Forstaubach Gleiming GmbH’s plant, which is equipped with a dual machine combination, will be put into service this spring. However, before this the tricky job of laying the pressure pipes had to be completed.
Steep terrain, difficult soil, poor weather and a stream crossing: these were the greatest challenges to the laying of the penstock for the Forstaubach Gleiming power station. Given such conditions it is also not surprising that the 3.2 km long penstock could be completed only just before the end of the year after a construction time of 7 months. There’s nothing you can do against bad weather, but it was possible to counter the difficult geological conditions in one section of the line using appropriately robust material. The soil investigations conducted before the start of construction had shown that earth movements could not be ruled out in the middle part of the line. This is why ductile cast iron pipes from Tiroler Röhrenwerke TRM were used for this section whilst GRP pipes from the German manufacturer Amiantit were used for the upper and lower part of the power station line.
Everything from a single supplier
The pipes for the “hybrid line“ were provided by the Lower Austrian pipe specialists Etertec GmbH & Co KG. The distribution company based in Brunn am Gebirge convinced the operators during the tender procedure through its excellent price-performance ratio and outstanding references for comparable projects. In addition to the cast iron and GRP pipes, Etertec also provided all special parts such as couplings, reductions, discharge outlets and specially made ventilation control valves.
1 line – 3 sections
From the inlet structure built as sluice gate, the first section of the penstock was laid along a length of 738 m in the form of Flowtite GF-UP pipes with a diameter of DN1400 and pressure rating of PN 6. In the middle section of the line, cast iron pipes resistant to tensile and shearing force were used over a total length of 1,217 m due to the uncertain soil properties. A transition was created for the different pipe materials using a special moulding and the diameter of the penstock simultaneously tapered to DN1000. Leading to the power house, the final section of the pressure line of 1,203 m in length was then executed as a GRP line with a diameter of DN1200 and pressure fittings of PN 10 and 16. In view of the persistently wet weather whilst the pipeline was being laid, the soil along the pipeline could not completely dry out at any time. Combined with an extremely steep terrain in part, these were by no means favourable conditions. Nevertheless, Pitzer, the Schlaming-based company entrusted with the laying of the pipes, did a great job. Another challenge was to cross a stream with the pipeline which proved to be an involved undertaking due to the water conservation measures.
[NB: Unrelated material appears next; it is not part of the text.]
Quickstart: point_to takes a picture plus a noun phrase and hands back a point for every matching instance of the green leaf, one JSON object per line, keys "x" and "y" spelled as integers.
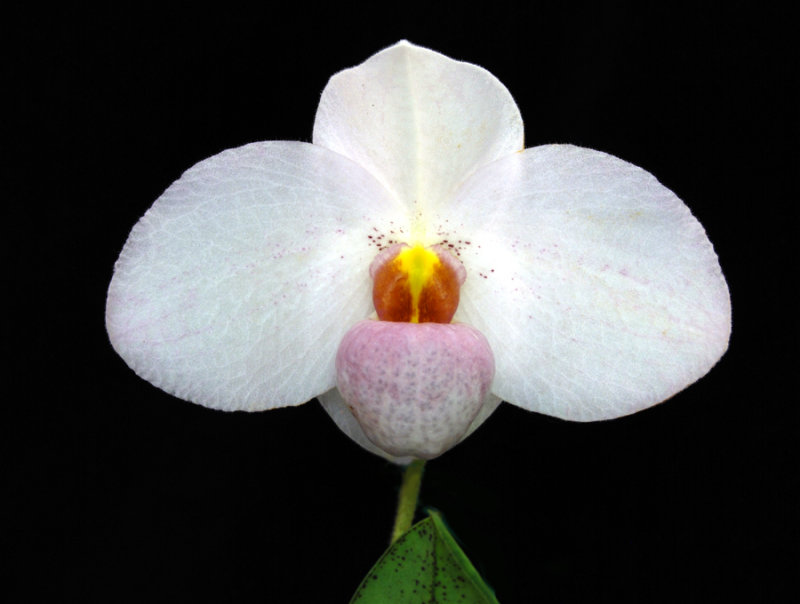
{"x": 424, "y": 565}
Commenting on the complexity of the work, graduate engineer Gerhard Brei-tenbaumer from Austrian federal forestery agency, explains that the situation was compounded due to the fact that traffic had to be controlled in the lower area of the pipeline because it ran along a public road.
Power station soon to go into service
A combination of two machine sets is used in the machine house of the Forstaubach Gleiming power station. A vertical-axis Pelton turbine and a Francis turbine will be in operation – both from EFG. The decision in favour of a double turbine solution was made due to the special hydrological conditions in Forstaubach. With a net head of some 94 m and a flow rate of 2.100 l/s, the machine sets together will generate a total output of 1.7 MW and therefore around 6.5 million KWh per year of clean energy. The pilot operation is planned for the end of April.